Hello, thank you for your reply! This helped me a lot! I do have some questions and hope to get your help... I have this question because qwen is a 28-layer model, so it might be a little different. When I used the entropy you designed to observe the uncertainty, I found two phenomena: 1: The first 10 layers will remain above 0.9 2: about the 20th layer will suddenly rise above the threshold, even if the entropy of the previous layer is very small I haven't tried it on a 32-layer model, so I don't know if there's a similar phenomenon. In this case, should I search the start layer >10 and the end layer <20?

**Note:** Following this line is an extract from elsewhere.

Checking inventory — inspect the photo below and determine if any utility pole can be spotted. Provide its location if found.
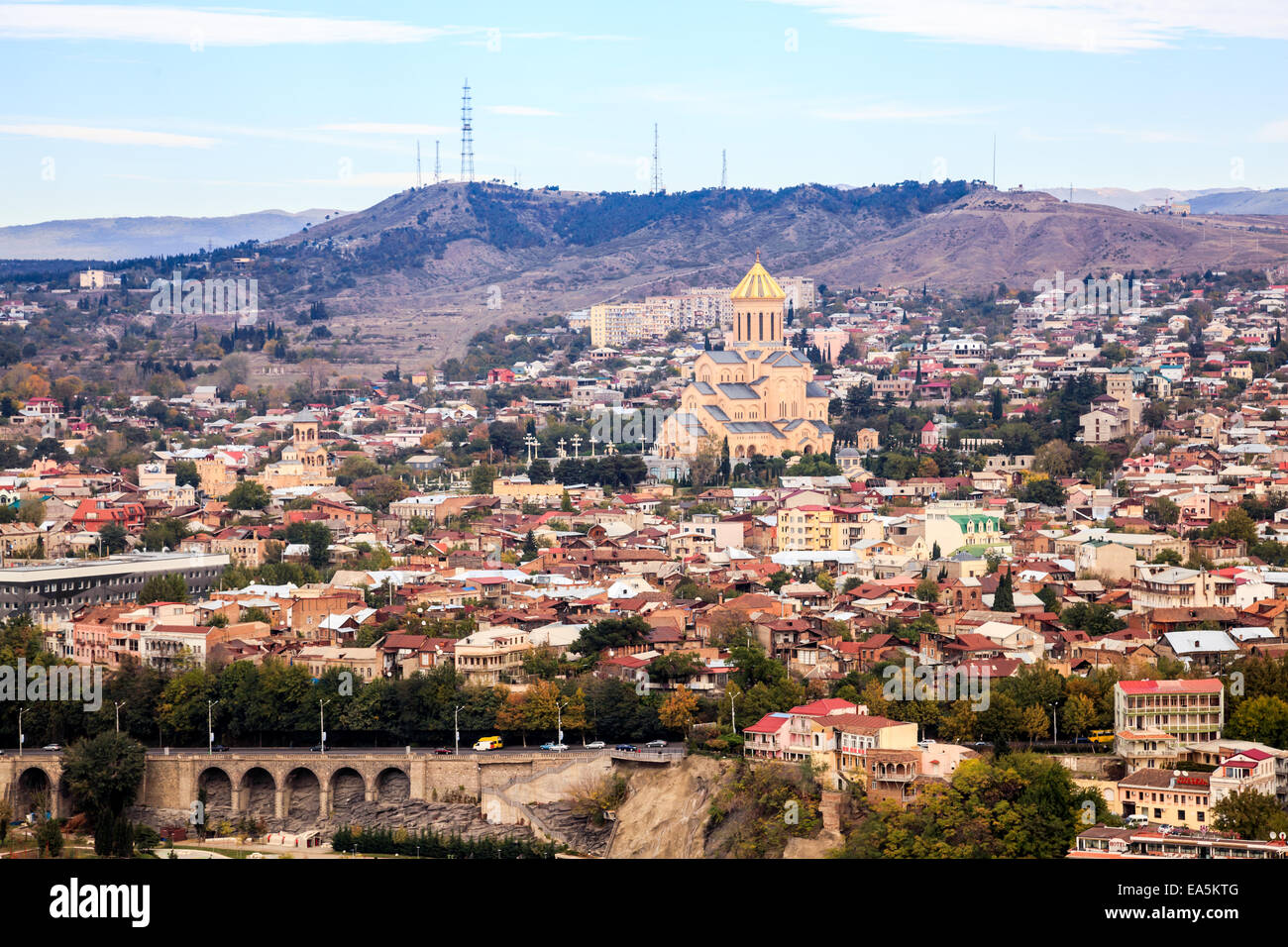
[652,123,662,194]
[461,78,474,181]
[206,701,219,754]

1zhou-Wang commented 3 days ago

Hello, thank you for your reply! This helped me a lot! I do have some questions and hope to get your help... I have this question because qwen is a 28-layer model, so it might be a little different. When I used the entropy you designed to observe the uncertainty, I found two phenomena: 1: The first 10 layers will remain above 0.9 2: about the 20th layer will suddenly rise above the threshold, even if the entropy of the previous layer is very small I haven't tried it on a 32-layer model, so I don't know if there's a similar phenomenon. In this case, should I search the start layer >10 and the end layer <20?

Hi! I would recommend you start with layer 5 and see if the result is satisfying. If not, slightly modify the starting layer to deeper layers and try again. Different models do vary in parameter settings, so all you need to do is to conduct some quick evaluations to help you address the optimal values.

But I think starting from layer 10 won't work fine, as that would be too deep for MemVR.

yuanrr commented 3 days ago

Thank you for your help. I will try according to your suggestion.